Indiana leaders on Monday dumped Common Core State Standards math and English educational standards that will be followed by most other states, instead choosing to adopt Indiana’s own standards. Those standards will now go to the Indiana State Board of Education for a vote on April 28.

On Monday, the Indiana Education Roundtable, which includes Gov. Mike Pence, voted in favor of new English and math benchmarks.

Presumably, if the board approves the Indiana standards, those benchmarks will be adopted by Indiana schools as guideposts for what Hoosier children should be learning at each grade level. Meanwhile, schools in most other states will be educating children under Common Core.

In fact, some critics of Indiana’s new standards contend that those standards are not that different from Common Core. According to Associated Press, some analysis shows about 90 percent of the standards were either directly taken from the Common Core or edited versions of those standards. They say those benchmarks were used to develop Indiana standards.

Despite controversy, Gov.
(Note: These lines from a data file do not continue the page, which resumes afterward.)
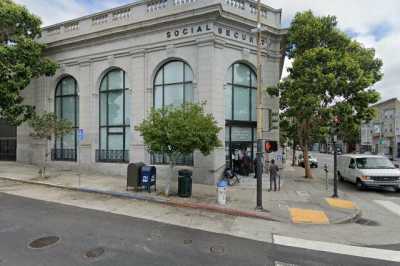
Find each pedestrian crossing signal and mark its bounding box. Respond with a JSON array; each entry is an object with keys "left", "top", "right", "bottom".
[{"left": 265, "top": 141, "right": 278, "bottom": 153}]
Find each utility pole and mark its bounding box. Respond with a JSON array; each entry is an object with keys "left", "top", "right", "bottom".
[
  {"left": 332, "top": 135, "right": 338, "bottom": 198},
  {"left": 332, "top": 117, "right": 339, "bottom": 198},
  {"left": 255, "top": 0, "right": 264, "bottom": 210}
]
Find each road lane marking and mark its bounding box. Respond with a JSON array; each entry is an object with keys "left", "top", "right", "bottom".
[
  {"left": 326, "top": 198, "right": 357, "bottom": 209},
  {"left": 273, "top": 235, "right": 400, "bottom": 263},
  {"left": 374, "top": 200, "right": 400, "bottom": 216},
  {"left": 289, "top": 208, "right": 329, "bottom": 224},
  {"left": 274, "top": 261, "right": 299, "bottom": 266}
]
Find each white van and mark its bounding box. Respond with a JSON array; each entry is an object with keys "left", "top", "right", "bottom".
[{"left": 338, "top": 154, "right": 400, "bottom": 191}]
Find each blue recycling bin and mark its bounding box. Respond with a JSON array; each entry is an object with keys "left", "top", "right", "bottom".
[{"left": 140, "top": 166, "right": 156, "bottom": 193}]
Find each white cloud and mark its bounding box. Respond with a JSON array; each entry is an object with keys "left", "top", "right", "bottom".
[
  {"left": 14, "top": 0, "right": 88, "bottom": 25},
  {"left": 266, "top": 0, "right": 400, "bottom": 101},
  {"left": 14, "top": 0, "right": 129, "bottom": 26}
]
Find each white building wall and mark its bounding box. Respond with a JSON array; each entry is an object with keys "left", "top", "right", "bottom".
[{"left": 16, "top": 1, "right": 286, "bottom": 184}]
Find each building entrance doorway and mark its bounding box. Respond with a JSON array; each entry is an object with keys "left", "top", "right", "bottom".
[
  {"left": 0, "top": 120, "right": 16, "bottom": 161},
  {"left": 224, "top": 62, "right": 257, "bottom": 176},
  {"left": 225, "top": 125, "right": 256, "bottom": 176},
  {"left": 229, "top": 142, "right": 255, "bottom": 176}
]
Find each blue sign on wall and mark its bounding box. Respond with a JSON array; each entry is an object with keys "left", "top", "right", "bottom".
[{"left": 78, "top": 129, "right": 85, "bottom": 141}]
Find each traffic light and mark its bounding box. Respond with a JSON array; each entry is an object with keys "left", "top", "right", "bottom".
[{"left": 265, "top": 141, "right": 278, "bottom": 153}]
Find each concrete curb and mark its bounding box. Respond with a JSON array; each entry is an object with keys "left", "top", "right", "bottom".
[
  {"left": 331, "top": 207, "right": 363, "bottom": 224},
  {"left": 0, "top": 176, "right": 278, "bottom": 222}
]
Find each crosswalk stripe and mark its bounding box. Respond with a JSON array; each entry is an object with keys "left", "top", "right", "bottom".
[
  {"left": 273, "top": 235, "right": 400, "bottom": 263},
  {"left": 374, "top": 200, "right": 400, "bottom": 216},
  {"left": 275, "top": 261, "right": 298, "bottom": 266}
]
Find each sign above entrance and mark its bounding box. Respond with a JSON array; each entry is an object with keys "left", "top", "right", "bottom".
[{"left": 166, "top": 23, "right": 272, "bottom": 49}]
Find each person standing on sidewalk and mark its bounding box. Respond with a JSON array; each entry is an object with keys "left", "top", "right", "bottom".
[{"left": 269, "top": 159, "right": 279, "bottom": 192}]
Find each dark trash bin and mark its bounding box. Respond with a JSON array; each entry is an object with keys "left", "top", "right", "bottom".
[
  {"left": 127, "top": 162, "right": 145, "bottom": 191},
  {"left": 178, "top": 169, "right": 192, "bottom": 197},
  {"left": 140, "top": 166, "right": 156, "bottom": 193}
]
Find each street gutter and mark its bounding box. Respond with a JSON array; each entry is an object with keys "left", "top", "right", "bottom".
[{"left": 0, "top": 176, "right": 279, "bottom": 222}]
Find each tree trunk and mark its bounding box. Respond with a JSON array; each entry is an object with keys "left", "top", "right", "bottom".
[
  {"left": 292, "top": 140, "right": 296, "bottom": 167},
  {"left": 40, "top": 141, "right": 50, "bottom": 178},
  {"left": 165, "top": 154, "right": 177, "bottom": 197},
  {"left": 303, "top": 142, "right": 312, "bottom": 178}
]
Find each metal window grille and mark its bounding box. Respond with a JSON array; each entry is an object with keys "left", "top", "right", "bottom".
[
  {"left": 96, "top": 149, "right": 129, "bottom": 163},
  {"left": 151, "top": 152, "right": 193, "bottom": 166}
]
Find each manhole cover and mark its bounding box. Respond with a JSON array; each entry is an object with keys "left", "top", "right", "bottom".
[
  {"left": 210, "top": 246, "right": 224, "bottom": 255},
  {"left": 29, "top": 236, "right": 60, "bottom": 249},
  {"left": 355, "top": 218, "right": 379, "bottom": 226},
  {"left": 85, "top": 247, "right": 105, "bottom": 259},
  {"left": 183, "top": 239, "right": 192, "bottom": 245}
]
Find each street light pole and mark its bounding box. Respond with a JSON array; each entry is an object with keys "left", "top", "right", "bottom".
[
  {"left": 332, "top": 135, "right": 338, "bottom": 198},
  {"left": 255, "top": 0, "right": 264, "bottom": 210}
]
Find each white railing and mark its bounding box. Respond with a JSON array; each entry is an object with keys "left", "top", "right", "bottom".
[
  {"left": 112, "top": 8, "right": 132, "bottom": 21},
  {"left": 174, "top": 0, "right": 197, "bottom": 6},
  {"left": 64, "top": 22, "right": 79, "bottom": 32},
  {"left": 225, "top": 0, "right": 245, "bottom": 10},
  {"left": 249, "top": 4, "right": 267, "bottom": 17},
  {"left": 92, "top": 14, "right": 108, "bottom": 25},
  {"left": 47, "top": 26, "right": 61, "bottom": 35},
  {"left": 147, "top": 0, "right": 168, "bottom": 12},
  {"left": 42, "top": 0, "right": 279, "bottom": 41}
]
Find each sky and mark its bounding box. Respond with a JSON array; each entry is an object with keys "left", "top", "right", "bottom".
[{"left": 14, "top": 0, "right": 400, "bottom": 102}]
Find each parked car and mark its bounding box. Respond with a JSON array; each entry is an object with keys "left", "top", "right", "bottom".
[
  {"left": 337, "top": 154, "right": 400, "bottom": 191},
  {"left": 331, "top": 147, "right": 342, "bottom": 155},
  {"left": 297, "top": 153, "right": 318, "bottom": 168}
]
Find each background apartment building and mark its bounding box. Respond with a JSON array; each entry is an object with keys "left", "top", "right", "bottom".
[{"left": 361, "top": 98, "right": 400, "bottom": 162}]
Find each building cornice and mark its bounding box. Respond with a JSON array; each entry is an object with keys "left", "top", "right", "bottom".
[{"left": 41, "top": 0, "right": 284, "bottom": 49}]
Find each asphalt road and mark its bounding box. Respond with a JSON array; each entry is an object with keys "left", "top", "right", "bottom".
[{"left": 0, "top": 193, "right": 396, "bottom": 266}]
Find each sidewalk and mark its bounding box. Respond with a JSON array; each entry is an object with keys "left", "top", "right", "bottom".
[{"left": 0, "top": 161, "right": 360, "bottom": 224}]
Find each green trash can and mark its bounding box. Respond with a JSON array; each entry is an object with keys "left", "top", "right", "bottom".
[{"left": 178, "top": 169, "right": 192, "bottom": 197}]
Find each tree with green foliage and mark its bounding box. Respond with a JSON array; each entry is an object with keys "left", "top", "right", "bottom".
[
  {"left": 279, "top": 117, "right": 298, "bottom": 166},
  {"left": 135, "top": 103, "right": 222, "bottom": 196},
  {"left": 268, "top": 11, "right": 382, "bottom": 178},
  {"left": 0, "top": 0, "right": 58, "bottom": 125},
  {"left": 29, "top": 113, "right": 73, "bottom": 178}
]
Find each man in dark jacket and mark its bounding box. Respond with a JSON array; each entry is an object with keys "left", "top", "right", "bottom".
[{"left": 269, "top": 159, "right": 279, "bottom": 191}]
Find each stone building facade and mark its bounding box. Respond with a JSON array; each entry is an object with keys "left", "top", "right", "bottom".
[{"left": 16, "top": 0, "right": 286, "bottom": 184}]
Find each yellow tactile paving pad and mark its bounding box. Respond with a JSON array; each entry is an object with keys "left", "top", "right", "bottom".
[
  {"left": 325, "top": 198, "right": 356, "bottom": 209},
  {"left": 289, "top": 208, "right": 329, "bottom": 224}
]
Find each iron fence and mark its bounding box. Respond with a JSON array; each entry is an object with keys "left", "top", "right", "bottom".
[
  {"left": 51, "top": 149, "right": 77, "bottom": 161},
  {"left": 151, "top": 152, "right": 193, "bottom": 166},
  {"left": 0, "top": 139, "right": 16, "bottom": 161},
  {"left": 96, "top": 149, "right": 129, "bottom": 163}
]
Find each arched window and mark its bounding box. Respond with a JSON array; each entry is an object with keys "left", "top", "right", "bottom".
[
  {"left": 97, "top": 69, "right": 130, "bottom": 163},
  {"left": 225, "top": 63, "right": 257, "bottom": 121},
  {"left": 153, "top": 60, "right": 193, "bottom": 108},
  {"left": 224, "top": 63, "right": 257, "bottom": 174},
  {"left": 152, "top": 60, "right": 194, "bottom": 165},
  {"left": 53, "top": 76, "right": 79, "bottom": 161}
]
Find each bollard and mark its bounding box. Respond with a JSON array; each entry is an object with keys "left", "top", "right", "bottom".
[{"left": 217, "top": 180, "right": 228, "bottom": 205}]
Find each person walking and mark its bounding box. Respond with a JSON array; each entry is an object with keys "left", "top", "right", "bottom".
[{"left": 268, "top": 159, "right": 279, "bottom": 192}]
Pence was proud of the results.

“There‘s no question that, by far, this has been the most transparent and the most open process for the development of standards since Indiana embarked on developing statewide standards back in 1999,” he said.

Pence said the reason Indiana did not return to its original standards in place before the state adopted Common Core in 2010 is because of the number of students who needed remediation when they enrolled in college.

From a story by Courier & Press staff writer Chelsea Schneider, Pence said “As we looked at prior Indiana standards that when you have 10,000 students that go to colleges or universities in your state that require remediation before they can begin their college academic careers, your standards are not at the level that they need to be. These new standards address that and improve upon prior Indiana standards.”

That was one of our concerns with the state again drafting its own standards, instead of going with Common Core. Too many Indiana young people, following the state’s own standards, demonstrated mediocre performances after learning under the state’s own standards. Pence now sees the new standards as providing a higher level of performance for Indiana students. Let’s hope so.